Egyptian president surprises congregation with speech at Coptic Christmas Eve service

A sharp freezing wind tugs at the coats and hats of Egyptians braving Cairo’s streets as the country celebrates the Orthodox Coptic Christmas.

Leaves blown from massive ficus trees cover Ismail Mahmoud Street in upscale Zamalek. The grey sky filled with fine desert dust settles on this city of 18 million. Food shops are open, their shelves stocked with fresh dates, strawberries and spicy kumquat. Patisseries are doing brisk business on the last of a string of holidays that began with the western Christmas, the global new year, last weekend’s Mawlid al-Nabi (birthday of the Prophet Muhammad), and Epiphany.

President Abdel-Fattah el-Sisi surprised the congregation of thousands when he turned up at the Coptic Christmas Eve service in Cairo’s St Mark’s cathedral. Standing beside Pope Tawadros II, Sisi gave a short speech calling for peace and tolerance.

“Let no one ask what kind of Egyptian you are. It is not right to call each other anything but Egyptians. We must be Egyptians only.” He wished the congregation and all Egyptians a happy new year. Copts, the largest Christian community in Egypt and the region, comprise about 10 per cent of Egypt’s 83 million population.


The president’s words were greeted with a burst of applause and were welcomed by Copts across the country. He was the first Egyptian president to attend their Christmas Eve mass although previous heads of state, all Muslims, have visited the church.

Political transition

The Coptic pope supported the July 2013 ousting of former president

Mohamed Morsi

of the Muslim Brotherhood, and stood side by side with Sisi on the dais when the roadmap for Egypt’s political transition was announced. Tawadros II, however, has been criticised for failing to press the authorities to honour their promise to rebuild Coptic churches that have been attacked, pillaged and burned by pro-Morsi elements following his ousting and to urge the government to abrogate the law requiring church construction permits from provincial governors.
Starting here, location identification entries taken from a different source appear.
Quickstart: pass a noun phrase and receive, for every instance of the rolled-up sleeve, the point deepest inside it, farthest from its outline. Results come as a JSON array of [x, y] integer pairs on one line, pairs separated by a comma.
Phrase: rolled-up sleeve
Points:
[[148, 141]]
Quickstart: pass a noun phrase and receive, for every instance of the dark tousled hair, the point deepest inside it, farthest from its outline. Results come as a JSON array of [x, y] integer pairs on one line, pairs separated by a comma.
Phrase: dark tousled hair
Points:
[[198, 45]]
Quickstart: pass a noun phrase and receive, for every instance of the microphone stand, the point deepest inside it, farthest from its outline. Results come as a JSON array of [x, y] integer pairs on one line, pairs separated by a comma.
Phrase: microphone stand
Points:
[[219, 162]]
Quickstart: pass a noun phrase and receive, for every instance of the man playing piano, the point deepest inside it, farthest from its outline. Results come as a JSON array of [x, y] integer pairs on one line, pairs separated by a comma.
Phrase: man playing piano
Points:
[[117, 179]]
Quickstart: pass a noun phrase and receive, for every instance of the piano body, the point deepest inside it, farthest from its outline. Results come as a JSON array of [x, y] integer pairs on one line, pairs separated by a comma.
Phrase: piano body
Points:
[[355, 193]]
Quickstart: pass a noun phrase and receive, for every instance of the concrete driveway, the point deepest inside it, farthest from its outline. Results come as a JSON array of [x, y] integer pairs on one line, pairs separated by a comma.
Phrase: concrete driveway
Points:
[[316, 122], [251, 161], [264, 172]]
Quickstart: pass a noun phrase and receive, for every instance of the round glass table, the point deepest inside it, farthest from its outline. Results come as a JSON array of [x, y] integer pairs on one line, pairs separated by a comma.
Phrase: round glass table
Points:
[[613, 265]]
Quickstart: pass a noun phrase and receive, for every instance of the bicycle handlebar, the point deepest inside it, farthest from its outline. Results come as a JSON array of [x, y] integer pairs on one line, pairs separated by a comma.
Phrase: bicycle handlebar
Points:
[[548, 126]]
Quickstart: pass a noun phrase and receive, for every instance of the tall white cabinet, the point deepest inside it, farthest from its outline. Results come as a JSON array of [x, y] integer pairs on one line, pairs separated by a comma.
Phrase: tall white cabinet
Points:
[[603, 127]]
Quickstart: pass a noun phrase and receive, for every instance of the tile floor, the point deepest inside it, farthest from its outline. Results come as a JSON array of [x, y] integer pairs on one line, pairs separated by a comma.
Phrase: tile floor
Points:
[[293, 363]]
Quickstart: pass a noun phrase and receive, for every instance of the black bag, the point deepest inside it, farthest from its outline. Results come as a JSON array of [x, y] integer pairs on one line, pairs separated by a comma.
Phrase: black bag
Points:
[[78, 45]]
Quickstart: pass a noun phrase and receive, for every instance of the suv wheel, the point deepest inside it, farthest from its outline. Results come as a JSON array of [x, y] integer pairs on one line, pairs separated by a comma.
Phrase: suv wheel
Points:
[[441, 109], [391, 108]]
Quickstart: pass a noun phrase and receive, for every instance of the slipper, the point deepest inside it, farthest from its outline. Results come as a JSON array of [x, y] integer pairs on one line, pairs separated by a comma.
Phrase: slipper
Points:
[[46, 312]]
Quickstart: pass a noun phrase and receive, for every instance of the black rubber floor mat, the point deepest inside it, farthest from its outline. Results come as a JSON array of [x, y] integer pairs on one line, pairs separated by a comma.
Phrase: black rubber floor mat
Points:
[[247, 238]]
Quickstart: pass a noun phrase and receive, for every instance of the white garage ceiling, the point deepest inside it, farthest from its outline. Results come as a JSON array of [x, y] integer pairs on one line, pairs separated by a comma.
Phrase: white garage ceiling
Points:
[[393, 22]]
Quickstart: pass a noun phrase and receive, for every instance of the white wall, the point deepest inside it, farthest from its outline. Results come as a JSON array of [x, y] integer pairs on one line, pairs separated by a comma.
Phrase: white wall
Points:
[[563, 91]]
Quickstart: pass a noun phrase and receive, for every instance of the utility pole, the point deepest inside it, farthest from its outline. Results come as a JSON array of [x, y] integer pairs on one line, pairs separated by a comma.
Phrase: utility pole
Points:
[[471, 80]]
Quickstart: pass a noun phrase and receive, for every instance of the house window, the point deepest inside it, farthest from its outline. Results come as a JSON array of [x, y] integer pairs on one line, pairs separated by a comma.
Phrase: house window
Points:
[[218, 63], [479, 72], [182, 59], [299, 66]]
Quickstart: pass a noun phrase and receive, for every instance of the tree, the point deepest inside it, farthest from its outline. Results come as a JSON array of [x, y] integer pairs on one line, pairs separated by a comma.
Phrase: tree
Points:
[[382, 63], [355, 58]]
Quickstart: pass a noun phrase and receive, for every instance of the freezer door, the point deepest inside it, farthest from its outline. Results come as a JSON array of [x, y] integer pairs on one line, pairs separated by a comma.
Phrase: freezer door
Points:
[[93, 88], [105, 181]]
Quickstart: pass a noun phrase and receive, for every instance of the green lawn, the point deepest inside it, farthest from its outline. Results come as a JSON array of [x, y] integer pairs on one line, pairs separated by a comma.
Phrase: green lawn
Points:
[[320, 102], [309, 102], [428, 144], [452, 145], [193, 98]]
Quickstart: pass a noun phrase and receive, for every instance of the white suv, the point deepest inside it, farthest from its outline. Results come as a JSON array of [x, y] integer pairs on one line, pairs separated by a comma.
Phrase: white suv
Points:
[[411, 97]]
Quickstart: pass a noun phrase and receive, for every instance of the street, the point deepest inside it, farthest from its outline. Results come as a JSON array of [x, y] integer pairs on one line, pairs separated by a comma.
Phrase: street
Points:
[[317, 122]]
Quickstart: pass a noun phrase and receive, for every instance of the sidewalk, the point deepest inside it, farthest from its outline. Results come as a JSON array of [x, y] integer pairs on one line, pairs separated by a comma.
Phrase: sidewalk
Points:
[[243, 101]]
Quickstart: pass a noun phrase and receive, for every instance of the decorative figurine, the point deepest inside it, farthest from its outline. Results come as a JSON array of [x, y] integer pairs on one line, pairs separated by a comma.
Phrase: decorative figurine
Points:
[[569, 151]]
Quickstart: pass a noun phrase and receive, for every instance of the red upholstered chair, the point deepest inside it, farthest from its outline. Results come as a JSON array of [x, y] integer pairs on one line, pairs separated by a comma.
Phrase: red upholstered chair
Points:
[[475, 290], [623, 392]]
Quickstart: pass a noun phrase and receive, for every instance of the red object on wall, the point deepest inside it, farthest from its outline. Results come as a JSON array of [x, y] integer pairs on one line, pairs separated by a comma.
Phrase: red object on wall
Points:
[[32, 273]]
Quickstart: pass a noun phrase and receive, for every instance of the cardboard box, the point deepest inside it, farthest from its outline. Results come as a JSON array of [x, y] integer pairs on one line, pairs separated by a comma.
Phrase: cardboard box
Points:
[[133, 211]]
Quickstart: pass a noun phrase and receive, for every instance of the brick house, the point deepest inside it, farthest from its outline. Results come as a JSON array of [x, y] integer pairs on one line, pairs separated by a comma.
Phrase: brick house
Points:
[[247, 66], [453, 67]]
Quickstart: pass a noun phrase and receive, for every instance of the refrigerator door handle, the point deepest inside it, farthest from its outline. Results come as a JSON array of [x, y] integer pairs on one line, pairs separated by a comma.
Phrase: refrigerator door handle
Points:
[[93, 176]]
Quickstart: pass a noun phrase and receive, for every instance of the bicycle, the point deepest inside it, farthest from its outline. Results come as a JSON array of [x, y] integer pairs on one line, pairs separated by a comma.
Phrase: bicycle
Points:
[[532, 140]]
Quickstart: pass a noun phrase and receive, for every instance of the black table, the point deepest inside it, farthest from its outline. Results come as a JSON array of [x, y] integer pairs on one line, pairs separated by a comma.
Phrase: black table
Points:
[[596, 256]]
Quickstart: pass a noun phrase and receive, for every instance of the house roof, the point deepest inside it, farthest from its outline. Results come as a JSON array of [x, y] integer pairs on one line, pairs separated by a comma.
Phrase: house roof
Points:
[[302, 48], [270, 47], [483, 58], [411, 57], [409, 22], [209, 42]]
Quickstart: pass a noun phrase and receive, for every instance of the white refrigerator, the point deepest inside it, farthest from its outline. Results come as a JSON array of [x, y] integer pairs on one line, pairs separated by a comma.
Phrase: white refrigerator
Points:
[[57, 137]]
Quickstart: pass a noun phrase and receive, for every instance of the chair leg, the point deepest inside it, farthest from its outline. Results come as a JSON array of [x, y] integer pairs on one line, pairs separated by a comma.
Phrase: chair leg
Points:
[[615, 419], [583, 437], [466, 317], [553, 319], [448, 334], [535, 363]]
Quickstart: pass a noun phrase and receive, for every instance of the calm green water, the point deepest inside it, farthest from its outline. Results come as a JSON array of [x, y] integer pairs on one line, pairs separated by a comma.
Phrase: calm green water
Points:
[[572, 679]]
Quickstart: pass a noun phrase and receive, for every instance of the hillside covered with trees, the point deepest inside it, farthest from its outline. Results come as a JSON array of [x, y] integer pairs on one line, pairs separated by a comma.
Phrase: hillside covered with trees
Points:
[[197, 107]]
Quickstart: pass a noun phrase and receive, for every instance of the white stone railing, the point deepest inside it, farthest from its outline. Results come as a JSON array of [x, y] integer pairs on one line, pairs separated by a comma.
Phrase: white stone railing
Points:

Many Copts regard Sisi as the figure who prevented Egypt from falling under the domination of the Brotherhood, seen by them as anti-Christian, and are grateful for the police protection now provided for churches.

On Tuesday, two policemen guarding a Coptic church in Minya were shot dead and on New Year’s Day 2011, 23 people were killed at a Coptic church in Alexandria. The secular Free Egyptian Party, founded by Coptic businessman Naguib Sawiris, fully backs Sisi and his evolving political and economic agenda.